The long-anticipated water taxi service provided by Old Town-based Potomac Riverboat Co. have also started, and beginning May 1, the service will run every half hour between those locations, and will be added from Georgetown to National Harbor every three hours from Tuesdays through Sundays.
In addition to the opening of the Gaylord property, two other hotels open this month at National Harbor, the Hampton Inn & Suites and the National Harbor Westin. Eventually, about seven million square feet of retail, restaurant and entertainment space will fill out the Peterson Cos. development.
The $865 million Gaylord hotel is the anchor tenant, which Peterson hopes will become a miniature city of high-class retail outlets and dining options, rivaling even that of Silver Spring.
One of the first restaurants to open will be a McCormick and Schmicks seafood restaurant in early June. By next spring, Peterson Cos. officials expect that about two dozen stores and restaurants will be in operation at National Harbor.
The first guests at the Gaylord National Tuesday paid $299 a night for their rooms, and exhibitors with the Army Aviation Association of America flew in by helicopter, actually landing on the site and becoming the first group to fill the hotel to capacity.
Don’t expect to call up and get a room: The hotel is fully committed until early May, said Amie Gorrell, Gaylord’s director of public relations.
Two major events have been scheduled in May to coincide with Gaylord’s Friday unveiling.
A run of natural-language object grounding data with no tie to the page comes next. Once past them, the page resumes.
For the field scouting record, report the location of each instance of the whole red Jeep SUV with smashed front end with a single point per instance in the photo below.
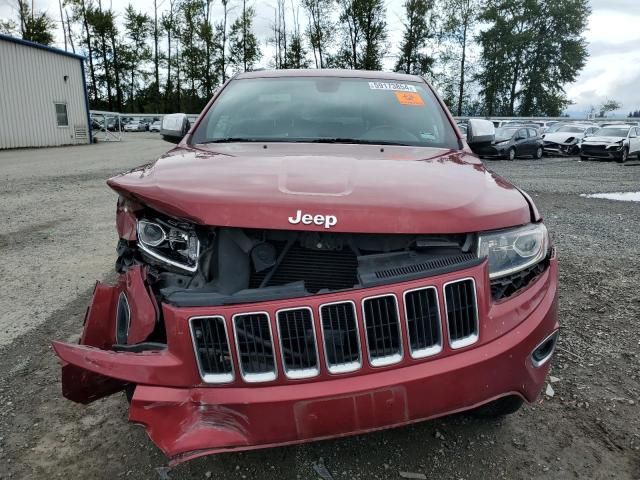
(321, 256)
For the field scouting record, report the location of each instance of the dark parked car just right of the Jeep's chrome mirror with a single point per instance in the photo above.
(512, 142)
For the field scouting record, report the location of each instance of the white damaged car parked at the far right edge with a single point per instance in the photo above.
(617, 142)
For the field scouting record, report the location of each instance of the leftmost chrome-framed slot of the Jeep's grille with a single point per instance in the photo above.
(211, 346)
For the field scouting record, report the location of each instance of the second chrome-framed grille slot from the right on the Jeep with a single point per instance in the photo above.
(423, 322)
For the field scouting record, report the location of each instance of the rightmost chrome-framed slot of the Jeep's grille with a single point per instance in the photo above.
(462, 312)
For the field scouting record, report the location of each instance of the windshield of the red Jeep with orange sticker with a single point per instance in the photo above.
(327, 109)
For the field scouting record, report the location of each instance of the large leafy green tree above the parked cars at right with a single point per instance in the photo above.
(531, 49)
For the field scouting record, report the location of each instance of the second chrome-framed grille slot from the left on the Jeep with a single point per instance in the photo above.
(255, 346)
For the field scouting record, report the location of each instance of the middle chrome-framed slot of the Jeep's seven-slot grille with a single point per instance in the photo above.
(341, 337)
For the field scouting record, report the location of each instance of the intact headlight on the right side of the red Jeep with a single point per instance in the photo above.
(513, 250)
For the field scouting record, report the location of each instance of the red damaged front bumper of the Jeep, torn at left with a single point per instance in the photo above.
(187, 418)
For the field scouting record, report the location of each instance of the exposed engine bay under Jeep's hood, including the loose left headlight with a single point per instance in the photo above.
(191, 265)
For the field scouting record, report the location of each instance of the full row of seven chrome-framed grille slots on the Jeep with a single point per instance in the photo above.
(339, 325)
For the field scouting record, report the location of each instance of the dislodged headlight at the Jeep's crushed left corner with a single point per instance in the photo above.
(170, 241)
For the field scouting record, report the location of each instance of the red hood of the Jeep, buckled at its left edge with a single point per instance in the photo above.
(367, 189)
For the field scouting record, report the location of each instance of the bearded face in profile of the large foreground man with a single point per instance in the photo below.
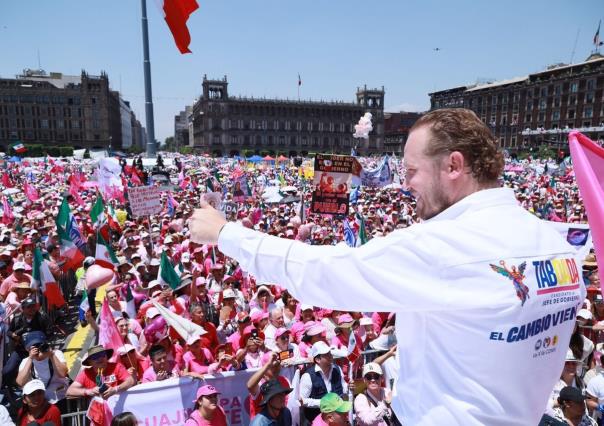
(424, 176)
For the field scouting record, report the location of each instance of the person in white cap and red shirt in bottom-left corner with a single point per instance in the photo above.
(36, 409)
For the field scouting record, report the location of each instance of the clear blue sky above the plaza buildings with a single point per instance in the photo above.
(262, 46)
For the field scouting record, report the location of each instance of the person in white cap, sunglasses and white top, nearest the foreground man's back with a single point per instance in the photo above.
(372, 407)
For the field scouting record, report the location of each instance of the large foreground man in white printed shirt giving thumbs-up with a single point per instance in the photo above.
(485, 294)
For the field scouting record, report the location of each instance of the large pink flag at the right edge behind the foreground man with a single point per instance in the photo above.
(588, 162)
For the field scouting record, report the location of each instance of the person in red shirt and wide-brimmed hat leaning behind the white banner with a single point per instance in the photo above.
(113, 377)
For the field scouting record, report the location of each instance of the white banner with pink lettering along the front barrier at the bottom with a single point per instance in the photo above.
(170, 402)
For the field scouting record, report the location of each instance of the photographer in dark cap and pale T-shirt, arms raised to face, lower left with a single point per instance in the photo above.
(45, 364)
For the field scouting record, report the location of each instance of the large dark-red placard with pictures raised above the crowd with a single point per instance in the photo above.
(331, 183)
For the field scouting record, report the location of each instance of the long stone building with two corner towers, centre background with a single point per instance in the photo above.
(225, 125)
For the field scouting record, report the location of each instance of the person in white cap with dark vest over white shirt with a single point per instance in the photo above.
(321, 377)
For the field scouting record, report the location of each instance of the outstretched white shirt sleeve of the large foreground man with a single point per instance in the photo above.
(339, 276)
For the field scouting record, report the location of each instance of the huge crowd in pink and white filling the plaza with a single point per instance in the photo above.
(248, 324)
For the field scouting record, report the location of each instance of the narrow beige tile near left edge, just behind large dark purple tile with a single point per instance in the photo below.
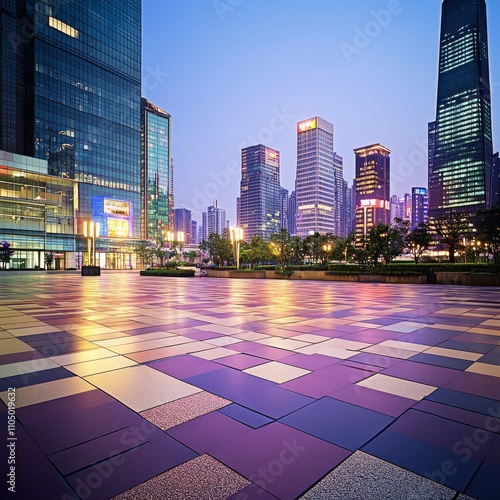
(39, 393)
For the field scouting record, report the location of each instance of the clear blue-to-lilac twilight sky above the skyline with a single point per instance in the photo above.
(234, 73)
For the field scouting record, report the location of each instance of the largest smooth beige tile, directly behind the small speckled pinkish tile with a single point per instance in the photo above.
(142, 387)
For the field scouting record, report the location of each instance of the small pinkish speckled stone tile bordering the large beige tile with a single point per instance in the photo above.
(177, 412)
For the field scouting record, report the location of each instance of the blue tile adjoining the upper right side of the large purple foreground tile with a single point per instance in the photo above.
(338, 422)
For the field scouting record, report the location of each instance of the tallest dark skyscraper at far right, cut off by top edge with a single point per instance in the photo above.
(461, 173)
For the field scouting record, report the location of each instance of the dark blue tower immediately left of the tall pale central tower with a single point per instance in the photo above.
(260, 191)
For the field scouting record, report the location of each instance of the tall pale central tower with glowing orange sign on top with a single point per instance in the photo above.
(315, 179)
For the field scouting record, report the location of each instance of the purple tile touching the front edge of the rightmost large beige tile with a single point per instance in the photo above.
(382, 402)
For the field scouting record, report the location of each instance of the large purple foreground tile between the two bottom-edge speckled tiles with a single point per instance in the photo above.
(280, 459)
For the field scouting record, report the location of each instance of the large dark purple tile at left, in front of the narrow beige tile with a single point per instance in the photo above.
(65, 422)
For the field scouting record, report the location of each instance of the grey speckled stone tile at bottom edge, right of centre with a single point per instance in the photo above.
(363, 476)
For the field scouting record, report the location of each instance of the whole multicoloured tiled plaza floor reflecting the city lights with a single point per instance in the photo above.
(173, 388)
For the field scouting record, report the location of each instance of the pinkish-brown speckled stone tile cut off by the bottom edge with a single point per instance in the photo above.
(203, 477)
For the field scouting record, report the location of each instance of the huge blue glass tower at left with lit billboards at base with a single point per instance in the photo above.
(70, 93)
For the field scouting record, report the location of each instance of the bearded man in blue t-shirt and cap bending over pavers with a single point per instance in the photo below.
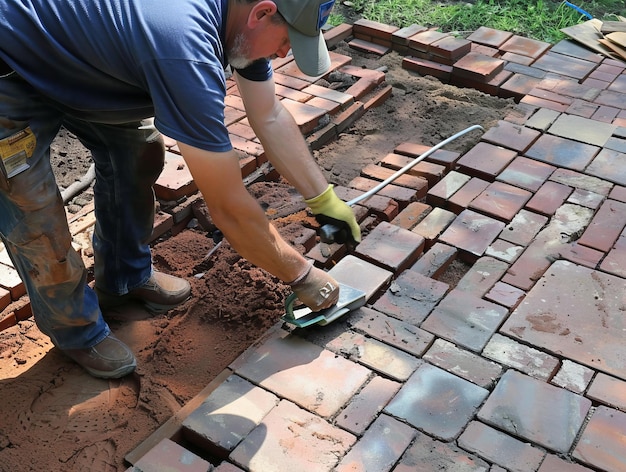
(101, 67)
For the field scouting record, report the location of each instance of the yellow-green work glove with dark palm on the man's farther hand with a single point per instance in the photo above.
(329, 209)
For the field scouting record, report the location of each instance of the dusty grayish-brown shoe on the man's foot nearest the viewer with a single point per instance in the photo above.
(109, 359)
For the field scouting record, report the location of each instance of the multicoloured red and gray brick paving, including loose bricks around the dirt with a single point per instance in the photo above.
(518, 366)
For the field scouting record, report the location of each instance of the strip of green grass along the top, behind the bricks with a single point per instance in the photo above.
(540, 19)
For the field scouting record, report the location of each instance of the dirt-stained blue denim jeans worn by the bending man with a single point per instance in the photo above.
(33, 225)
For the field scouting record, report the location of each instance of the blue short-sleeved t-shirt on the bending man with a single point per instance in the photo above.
(117, 61)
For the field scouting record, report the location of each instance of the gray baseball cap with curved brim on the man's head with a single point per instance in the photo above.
(305, 19)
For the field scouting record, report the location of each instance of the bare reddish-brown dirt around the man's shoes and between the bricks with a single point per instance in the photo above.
(55, 417)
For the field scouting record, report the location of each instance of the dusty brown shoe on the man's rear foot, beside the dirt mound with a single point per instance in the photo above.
(160, 293)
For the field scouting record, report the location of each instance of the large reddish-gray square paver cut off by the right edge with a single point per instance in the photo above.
(579, 313)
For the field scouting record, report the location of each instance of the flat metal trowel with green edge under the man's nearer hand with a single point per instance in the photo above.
(349, 299)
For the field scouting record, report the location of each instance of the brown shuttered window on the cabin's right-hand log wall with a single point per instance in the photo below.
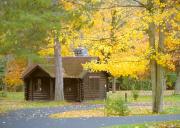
(94, 82)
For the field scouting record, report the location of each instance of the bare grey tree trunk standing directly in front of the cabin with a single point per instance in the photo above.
(59, 87)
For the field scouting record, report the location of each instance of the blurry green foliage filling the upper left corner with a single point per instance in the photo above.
(25, 24)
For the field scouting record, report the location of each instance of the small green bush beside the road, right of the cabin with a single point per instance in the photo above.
(115, 106)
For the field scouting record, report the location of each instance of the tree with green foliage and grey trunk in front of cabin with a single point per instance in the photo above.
(25, 26)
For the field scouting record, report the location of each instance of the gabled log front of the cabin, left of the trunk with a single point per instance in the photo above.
(47, 92)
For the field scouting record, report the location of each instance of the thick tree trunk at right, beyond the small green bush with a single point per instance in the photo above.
(157, 71)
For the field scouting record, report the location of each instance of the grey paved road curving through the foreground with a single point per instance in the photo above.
(38, 118)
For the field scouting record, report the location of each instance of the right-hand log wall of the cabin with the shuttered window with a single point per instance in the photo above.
(94, 93)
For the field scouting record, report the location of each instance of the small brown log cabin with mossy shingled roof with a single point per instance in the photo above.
(79, 84)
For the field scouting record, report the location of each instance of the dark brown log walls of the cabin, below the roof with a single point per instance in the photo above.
(74, 89)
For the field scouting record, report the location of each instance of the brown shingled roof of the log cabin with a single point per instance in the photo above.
(72, 67)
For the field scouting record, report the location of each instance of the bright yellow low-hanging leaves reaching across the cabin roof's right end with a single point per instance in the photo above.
(120, 66)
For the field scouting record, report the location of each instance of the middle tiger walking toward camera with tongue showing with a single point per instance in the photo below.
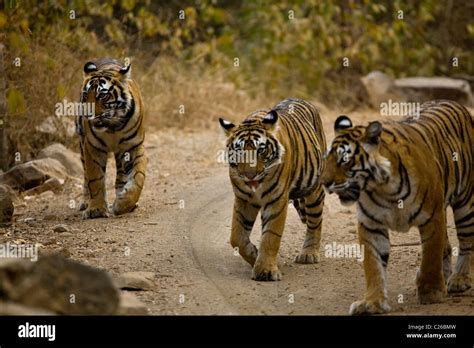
(288, 143)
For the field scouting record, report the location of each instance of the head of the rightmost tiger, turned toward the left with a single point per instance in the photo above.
(354, 161)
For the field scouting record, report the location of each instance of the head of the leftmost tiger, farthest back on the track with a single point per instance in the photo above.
(106, 86)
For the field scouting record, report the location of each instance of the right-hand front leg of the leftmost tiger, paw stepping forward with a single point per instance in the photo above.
(130, 179)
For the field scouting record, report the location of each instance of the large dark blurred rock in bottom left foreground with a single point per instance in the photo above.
(60, 285)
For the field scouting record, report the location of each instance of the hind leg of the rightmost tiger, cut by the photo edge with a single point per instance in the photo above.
(460, 280)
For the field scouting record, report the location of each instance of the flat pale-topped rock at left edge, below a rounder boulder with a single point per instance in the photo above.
(34, 173)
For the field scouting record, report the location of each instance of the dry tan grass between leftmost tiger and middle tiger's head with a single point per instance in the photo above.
(182, 96)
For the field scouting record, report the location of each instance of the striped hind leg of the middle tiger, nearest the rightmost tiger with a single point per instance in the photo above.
(313, 208)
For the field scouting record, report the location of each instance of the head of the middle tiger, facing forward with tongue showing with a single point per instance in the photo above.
(253, 148)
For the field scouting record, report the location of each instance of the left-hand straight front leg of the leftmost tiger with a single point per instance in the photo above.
(95, 163)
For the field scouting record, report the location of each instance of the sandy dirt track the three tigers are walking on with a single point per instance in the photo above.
(181, 232)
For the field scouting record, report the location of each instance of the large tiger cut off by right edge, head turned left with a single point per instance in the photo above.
(401, 174)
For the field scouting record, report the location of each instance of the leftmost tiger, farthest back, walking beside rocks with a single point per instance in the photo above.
(117, 125)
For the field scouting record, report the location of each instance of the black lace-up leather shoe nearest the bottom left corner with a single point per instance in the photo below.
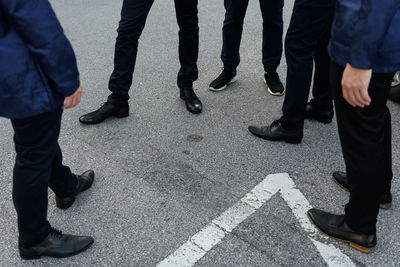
(57, 245)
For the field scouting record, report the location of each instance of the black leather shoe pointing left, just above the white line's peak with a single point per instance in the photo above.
(275, 132)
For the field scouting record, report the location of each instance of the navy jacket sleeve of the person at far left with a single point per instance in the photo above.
(38, 26)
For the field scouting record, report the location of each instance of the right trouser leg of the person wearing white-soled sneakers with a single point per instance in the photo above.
(272, 33)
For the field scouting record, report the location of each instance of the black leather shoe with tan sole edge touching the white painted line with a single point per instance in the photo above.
(335, 226)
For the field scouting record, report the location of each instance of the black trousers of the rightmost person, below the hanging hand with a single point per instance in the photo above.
(365, 136)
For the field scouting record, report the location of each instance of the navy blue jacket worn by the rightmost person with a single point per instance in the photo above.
(366, 34)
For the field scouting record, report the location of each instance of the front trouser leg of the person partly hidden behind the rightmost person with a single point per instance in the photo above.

The Yacht Show at National Harbor, a showcase for mega luxury yachts of a size seldom seen outside Florida, the Caribbean and the Mediterranean, will dock at National Harbor between May 1-4. Produced by United States Yacht Shows, the show will feature new, brokerage and charter yachts in the 60 to 150 and up range.
Two weeks later, the inaugural Food & Wine Festival at National Harbor will offer gourmets and wine enthusiasts a chance to sample some of the most prominent wine producers as well as the talents of renowned chefs and culinary personalities.
The event, produced by Shows, Inc., will include wine tasting, gourmet food, dessert and beverage sampling (including beers and non-alcoholic drinks), wine seminars, cooking demonstrations, entertainment, special wine tasting dinners and other related events. The festival will run May 16-18.
National Harbor will become a destination
for fun, and these inaugural events are examples of the kinds of festivities that will become a regular on-site occurrence, said Dawn Banket, director of Events and Sponsorship for National Harbor.
And with the National Children’s Museum moving to the site in 2012, Gaylord and Peterson Cos. officials say they are more optimistic that National Harbor will become one of the most major destinations along the eastern seaboard.
“My father has poured his heart and soul into this property,” said Steven Peterson, president of the Peterson Cos. “Every morning my father would come in with another idea. But we as a company have never done anything on this scale, and we will not get a return on this property for 6-7 years.”